Le 15 mars dernier, l’élection a valu à Chartres Écologie quatre sièges au Conseil Municipal ; nous avons été honorés des voix qui ont marqué la confiance de presque deux mille Chartrains, et nous sentons désormais moins seuls : dans cette cité, d’autres que nous sont prêts à agir avant que les catastrophes climatiques ne soient irréversibles.

Mais cette place dans l’opposition, c’est tout de même le lot des deuxièmes. Un second mandat d’opposition se dessinait pour moi, quatorze ans après la fin du premier que j’avais déjà expérimenté face à celui qui est l’ancien et le nouveau maire de Chartres. Un tel sort était inenvisageable : je n’avais accepté la tête de liste que pour l’emporter, pas pour redoubler : je viens de poster ma lettre de démission. Et je m’explique.

Vindicte

La tenue des trois premiers conseils municipaux à elle seule valide mon choix : rien n’a changé, c’est peut-être plus brutal qu’auparavant. Dès les premiers instants de l’installation du premier conseil, la parole des (vrais) opposants a été considérée par le maire comme une effraction, et la machine à les déconsidérer s’est déclenchée, à grand renfort d’invectives et de contrevérités, d’accusations sidérantes.
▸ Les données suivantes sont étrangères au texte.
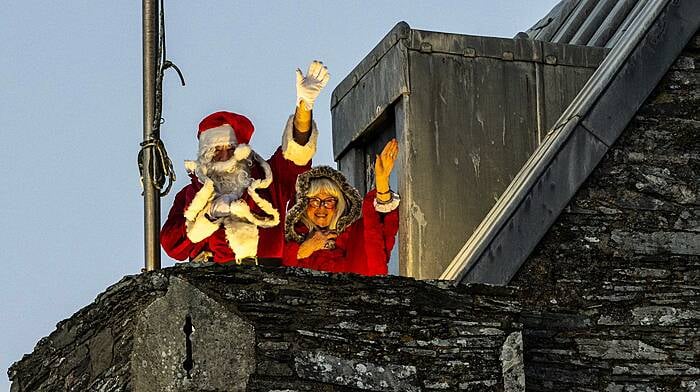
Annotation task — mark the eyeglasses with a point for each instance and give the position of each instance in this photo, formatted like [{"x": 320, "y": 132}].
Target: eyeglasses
[{"x": 329, "y": 203}]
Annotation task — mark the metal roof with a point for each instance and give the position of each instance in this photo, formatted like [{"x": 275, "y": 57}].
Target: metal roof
[
  {"x": 598, "y": 23},
  {"x": 648, "y": 44}
]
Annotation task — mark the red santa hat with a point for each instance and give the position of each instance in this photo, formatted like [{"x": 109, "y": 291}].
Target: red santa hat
[{"x": 224, "y": 128}]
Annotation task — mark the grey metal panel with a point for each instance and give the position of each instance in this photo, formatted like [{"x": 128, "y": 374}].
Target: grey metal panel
[
  {"x": 369, "y": 98},
  {"x": 578, "y": 56},
  {"x": 574, "y": 21},
  {"x": 561, "y": 85},
  {"x": 607, "y": 82},
  {"x": 472, "y": 128},
  {"x": 539, "y": 209},
  {"x": 593, "y": 21},
  {"x": 398, "y": 32},
  {"x": 546, "y": 27},
  {"x": 612, "y": 22},
  {"x": 474, "y": 46},
  {"x": 643, "y": 70},
  {"x": 351, "y": 164},
  {"x": 631, "y": 17}
]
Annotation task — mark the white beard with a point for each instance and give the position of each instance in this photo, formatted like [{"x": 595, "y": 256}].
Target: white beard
[{"x": 231, "y": 177}]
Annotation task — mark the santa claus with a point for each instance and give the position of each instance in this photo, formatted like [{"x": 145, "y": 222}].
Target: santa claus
[{"x": 232, "y": 209}]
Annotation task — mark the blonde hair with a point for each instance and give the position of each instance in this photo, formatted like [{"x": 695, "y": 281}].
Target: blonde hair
[{"x": 318, "y": 185}]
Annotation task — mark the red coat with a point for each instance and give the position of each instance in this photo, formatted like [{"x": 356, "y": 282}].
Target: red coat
[
  {"x": 173, "y": 236},
  {"x": 363, "y": 248}
]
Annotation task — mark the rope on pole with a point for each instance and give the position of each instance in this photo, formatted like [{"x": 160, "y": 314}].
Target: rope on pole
[{"x": 162, "y": 174}]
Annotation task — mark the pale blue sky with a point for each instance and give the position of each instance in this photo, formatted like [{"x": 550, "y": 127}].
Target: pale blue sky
[{"x": 70, "y": 117}]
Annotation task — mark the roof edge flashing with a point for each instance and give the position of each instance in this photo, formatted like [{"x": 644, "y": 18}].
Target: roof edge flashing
[
  {"x": 400, "y": 31},
  {"x": 522, "y": 186}
]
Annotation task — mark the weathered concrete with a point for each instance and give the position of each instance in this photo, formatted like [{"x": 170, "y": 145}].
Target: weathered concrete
[
  {"x": 282, "y": 329},
  {"x": 613, "y": 287},
  {"x": 221, "y": 344}
]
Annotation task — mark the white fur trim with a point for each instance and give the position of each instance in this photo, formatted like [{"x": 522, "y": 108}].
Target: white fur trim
[
  {"x": 241, "y": 152},
  {"x": 264, "y": 205},
  {"x": 242, "y": 237},
  {"x": 203, "y": 197},
  {"x": 200, "y": 228},
  {"x": 291, "y": 150},
  {"x": 220, "y": 136},
  {"x": 388, "y": 207},
  {"x": 191, "y": 166}
]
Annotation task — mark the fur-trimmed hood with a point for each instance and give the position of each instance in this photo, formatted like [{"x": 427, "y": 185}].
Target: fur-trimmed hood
[{"x": 353, "y": 201}]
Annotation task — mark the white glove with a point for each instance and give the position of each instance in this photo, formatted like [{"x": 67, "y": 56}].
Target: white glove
[
  {"x": 220, "y": 207},
  {"x": 309, "y": 86}
]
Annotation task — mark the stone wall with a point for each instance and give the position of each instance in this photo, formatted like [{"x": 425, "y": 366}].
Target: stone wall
[
  {"x": 282, "y": 330},
  {"x": 614, "y": 287}
]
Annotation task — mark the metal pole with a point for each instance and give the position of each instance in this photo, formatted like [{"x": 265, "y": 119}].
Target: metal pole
[{"x": 151, "y": 195}]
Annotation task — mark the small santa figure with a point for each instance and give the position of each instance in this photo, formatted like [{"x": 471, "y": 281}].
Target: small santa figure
[{"x": 232, "y": 209}]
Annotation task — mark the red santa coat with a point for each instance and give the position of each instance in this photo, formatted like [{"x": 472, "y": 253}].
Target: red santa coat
[
  {"x": 285, "y": 164},
  {"x": 363, "y": 246}
]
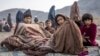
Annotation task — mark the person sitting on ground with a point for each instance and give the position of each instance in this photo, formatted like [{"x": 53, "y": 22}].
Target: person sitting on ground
[
  {"x": 89, "y": 30},
  {"x": 67, "y": 38},
  {"x": 49, "y": 27}
]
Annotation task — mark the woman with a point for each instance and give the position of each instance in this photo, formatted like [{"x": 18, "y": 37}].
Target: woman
[
  {"x": 67, "y": 37},
  {"x": 89, "y": 30}
]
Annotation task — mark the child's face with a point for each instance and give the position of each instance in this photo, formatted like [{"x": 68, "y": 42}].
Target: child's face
[
  {"x": 48, "y": 24},
  {"x": 27, "y": 19},
  {"x": 60, "y": 20},
  {"x": 87, "y": 22}
]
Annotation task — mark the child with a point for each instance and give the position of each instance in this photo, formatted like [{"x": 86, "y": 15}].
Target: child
[
  {"x": 27, "y": 17},
  {"x": 41, "y": 24},
  {"x": 67, "y": 37},
  {"x": 49, "y": 26},
  {"x": 89, "y": 30}
]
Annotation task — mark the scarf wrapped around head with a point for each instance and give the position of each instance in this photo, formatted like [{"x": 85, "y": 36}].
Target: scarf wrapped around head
[{"x": 74, "y": 13}]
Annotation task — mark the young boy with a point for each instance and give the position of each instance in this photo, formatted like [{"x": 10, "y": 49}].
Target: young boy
[
  {"x": 49, "y": 26},
  {"x": 27, "y": 17}
]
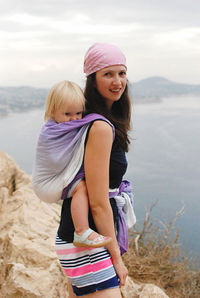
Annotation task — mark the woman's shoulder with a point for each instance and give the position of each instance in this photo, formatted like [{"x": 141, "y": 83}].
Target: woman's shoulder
[{"x": 100, "y": 127}]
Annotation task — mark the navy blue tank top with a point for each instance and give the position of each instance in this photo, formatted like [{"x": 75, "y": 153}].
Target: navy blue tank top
[{"x": 118, "y": 166}]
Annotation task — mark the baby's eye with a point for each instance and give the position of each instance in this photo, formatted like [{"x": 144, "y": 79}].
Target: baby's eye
[
  {"x": 107, "y": 74},
  {"x": 122, "y": 73}
]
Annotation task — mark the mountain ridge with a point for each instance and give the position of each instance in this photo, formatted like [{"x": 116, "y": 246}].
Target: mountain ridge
[{"x": 151, "y": 89}]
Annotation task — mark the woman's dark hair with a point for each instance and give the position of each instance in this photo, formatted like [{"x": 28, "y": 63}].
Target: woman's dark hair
[{"x": 119, "y": 115}]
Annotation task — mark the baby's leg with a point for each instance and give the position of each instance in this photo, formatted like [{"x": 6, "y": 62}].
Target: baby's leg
[{"x": 79, "y": 208}]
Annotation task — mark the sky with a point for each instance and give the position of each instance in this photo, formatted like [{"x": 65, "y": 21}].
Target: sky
[{"x": 44, "y": 41}]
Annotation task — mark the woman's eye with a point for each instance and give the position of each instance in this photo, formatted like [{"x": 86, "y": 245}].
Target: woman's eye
[{"x": 122, "y": 73}]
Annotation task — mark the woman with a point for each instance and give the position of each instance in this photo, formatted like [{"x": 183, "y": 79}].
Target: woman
[{"x": 100, "y": 272}]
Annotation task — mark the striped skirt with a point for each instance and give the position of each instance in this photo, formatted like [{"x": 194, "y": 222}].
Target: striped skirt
[{"x": 88, "y": 269}]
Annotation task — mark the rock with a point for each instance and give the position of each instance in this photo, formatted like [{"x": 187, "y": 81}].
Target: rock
[
  {"x": 28, "y": 261},
  {"x": 152, "y": 291},
  {"x": 29, "y": 264}
]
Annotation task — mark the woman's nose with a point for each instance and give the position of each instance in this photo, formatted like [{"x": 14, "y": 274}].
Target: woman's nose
[
  {"x": 74, "y": 117},
  {"x": 116, "y": 80}
]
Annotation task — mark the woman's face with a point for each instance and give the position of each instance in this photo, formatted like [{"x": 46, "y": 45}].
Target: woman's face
[{"x": 111, "y": 83}]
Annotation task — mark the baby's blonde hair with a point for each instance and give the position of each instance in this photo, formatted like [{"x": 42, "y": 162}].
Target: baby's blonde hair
[{"x": 63, "y": 92}]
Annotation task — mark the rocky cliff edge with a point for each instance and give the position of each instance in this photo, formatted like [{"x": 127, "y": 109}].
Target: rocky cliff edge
[{"x": 28, "y": 263}]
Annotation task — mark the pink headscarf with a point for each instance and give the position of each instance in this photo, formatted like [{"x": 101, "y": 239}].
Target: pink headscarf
[{"x": 101, "y": 55}]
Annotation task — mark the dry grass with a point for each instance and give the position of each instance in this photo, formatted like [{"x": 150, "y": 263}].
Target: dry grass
[{"x": 154, "y": 256}]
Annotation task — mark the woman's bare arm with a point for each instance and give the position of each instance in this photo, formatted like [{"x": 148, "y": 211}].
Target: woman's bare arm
[{"x": 96, "y": 163}]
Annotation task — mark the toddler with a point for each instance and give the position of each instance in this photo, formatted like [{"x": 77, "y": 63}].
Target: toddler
[{"x": 66, "y": 102}]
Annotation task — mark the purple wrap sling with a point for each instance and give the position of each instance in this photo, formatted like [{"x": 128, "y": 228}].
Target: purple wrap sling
[{"x": 59, "y": 157}]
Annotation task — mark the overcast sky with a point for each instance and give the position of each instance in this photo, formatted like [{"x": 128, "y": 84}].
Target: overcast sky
[{"x": 44, "y": 41}]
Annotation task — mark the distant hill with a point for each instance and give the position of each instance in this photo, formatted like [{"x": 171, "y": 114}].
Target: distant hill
[
  {"x": 156, "y": 88},
  {"x": 19, "y": 99}
]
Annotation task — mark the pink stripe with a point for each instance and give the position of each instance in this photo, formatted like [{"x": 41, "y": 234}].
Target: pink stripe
[
  {"x": 67, "y": 251},
  {"x": 88, "y": 268}
]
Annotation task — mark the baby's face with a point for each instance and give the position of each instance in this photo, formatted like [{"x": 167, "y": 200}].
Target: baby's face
[{"x": 68, "y": 113}]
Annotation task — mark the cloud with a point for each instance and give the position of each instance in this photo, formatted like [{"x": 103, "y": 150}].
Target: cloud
[{"x": 37, "y": 37}]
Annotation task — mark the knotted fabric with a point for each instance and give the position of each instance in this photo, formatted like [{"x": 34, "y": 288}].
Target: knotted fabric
[{"x": 59, "y": 155}]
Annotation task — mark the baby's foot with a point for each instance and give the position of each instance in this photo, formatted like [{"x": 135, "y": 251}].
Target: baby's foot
[{"x": 90, "y": 239}]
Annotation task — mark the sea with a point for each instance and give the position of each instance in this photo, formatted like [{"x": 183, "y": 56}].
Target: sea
[{"x": 164, "y": 161}]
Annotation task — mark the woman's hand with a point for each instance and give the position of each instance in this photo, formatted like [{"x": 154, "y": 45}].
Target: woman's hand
[{"x": 121, "y": 271}]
Les adjoints et, parfois, de plus bénévoles conseillers de la majorité prêtent main forte au maire dans des mises en scène grossières dont on se dit : « Ils n’ont pas honte. » Croient-ils, certains, œuvrer ainsi au bien de la ville qu’ils sont supposés servir ?

De l’utilité d’être expert

Dans l’arène, dans les commissions et dans d’autres instances, mes quatre colistiers, Brigitte Cottereau, Quentin Guillemain, Jean-François Bridet, Olivier Maupu, respectivement juristes, architecte, urbaniste, auxquels les dossiers les plus verrouillés ne font pas peur, seront les seuls veilleurs et lanceurs d’alerte pour la commune et l’agglomération, aptes qu’ils sont à mettre à nu les ressorts de la politique locale, quasi cantonnée aux chantiers, et dévouée à la promotion immobilière.

Leur travail difficile sera d’autant plus gratifiant que vous tous, habitants de Chartres et des communes de l’agglomération, suivrez régulièrement les conseils et les décisions : c’est long, fastidieux pour qui n’est pas au fait des dossiers, mais chacun peut voir dans ces assemblées se décider ce qui nous concerne tous au premier chef. Vous garantirez aussi, par votre présence, même par la voie numérique, l’obligation faite au maire-président de respecter le débat. Et il est certain que Chartres Écologie, qui reste unie et présente derrière ses élus, aura besoin que le public soit informé et mobilisé.

Ce mandat est un échauffement pour les élus écologistes : Chartres est une ville qui occupe dans le palmarès des villes artificialisées une place de choix, et la fournaise actuelle nous en fait vivre à chaque instant les conséquences. Puisqu’il leur faut attendre encore d’être les décideurs, qu’ils soient au moins ceux qui obligent à appuyer sur le frein.

L’action alternative

Ainsi, demanderez-vous, vous quittez le Conseil municipal : pour quoi faire d’autre ? Chartres Écologie devient une association loi 1901, au sein de laquelle je prendrai toute ma part, comme présidente. Le 4 juillet dernier, elle s’est constituée, et peut déjà revendiquer quatre-vingts adhérents. Conformément à la ligne originelle de la liste, son nom exact et complet est « Chartres Écologie, pour une agglomération solidaire, responsable et créative » : impossible de penser Chartres hors de son réseau de campagnes, de villes, de petites cités et de villages avoisinants. Quel sera le rôle, et quelles seront les missions de l’association ? Rien moins qu’impulser ce que, à la Mairie, nous aurions mis en œuvre.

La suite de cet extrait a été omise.